[RFC] test/distributor: fix burst flush on worker quit

Message ID 20210426163310.1043438-1-kda@semihalf.com (mailing list archive)
State Superseded, archived
Delegated to: Thomas Monjalon
Headers
Series [RFC] test/distributor: fix burst flush on worker quit |

Checks

Context Check Description
ci/checkpatch success coding style OK
ci/Intel-compilation success Compilation OK
ci/intel-Testing success Testing PASS

Commit Message

Stanislaw Kardach April 26, 2021, 4:33 p.m.
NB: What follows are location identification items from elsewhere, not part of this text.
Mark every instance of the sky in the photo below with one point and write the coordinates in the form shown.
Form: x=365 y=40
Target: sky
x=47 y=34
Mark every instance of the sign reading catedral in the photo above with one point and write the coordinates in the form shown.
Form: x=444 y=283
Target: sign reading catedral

UTC
  While working on RISC-V port I have encountered a situation where worker
threads get stuck in the rte_distributor_return_pkt() function in the
burst test.
After investigation some of the threads enter this function with
flag RTE_DISTRIB_GET_BUF set in the d->retptr64[0]. At the same time
main thread has already passed rte_distributor_process() so nobody will
clear this flag and hence workers can't return.

What I've noticed is that adding a flush just after the last _process(),
similarly to how quit_workers() function is written in the
test_distributor.c fixes the issue.
Additionally the issue disappears when I remove the rdtsc delay code
inside the rte_distributor_request_pkt().
However I can't get this to reproduce on x86 (even with SIMD forced
off) and with artificial delays, which is why I wonder whether I'm not
actually hiding some other issue.

Looking at the implementation of the distributor, it is based on
__atomic_* builtins and the only platform related bit in the fast-path
is the rte_rdtsc() and rte_pause(). There may be some issues in the
toolchain (I've tried so far with the Ubuntu one - 10.2.0-8ubuntu1).
I should add that all unit tests for distributor are passing so either
there's some coverage corner case or the implementation works on RISC-V.
As for RDTSC I'm using a sleep-stable time counter with 1MHz frequency
and switching to high resolution cycle counter also removes the issue
but that's the same as removing the rdtsc delay as mentioned above.

I'd love to hear from You if this fix makes any sense.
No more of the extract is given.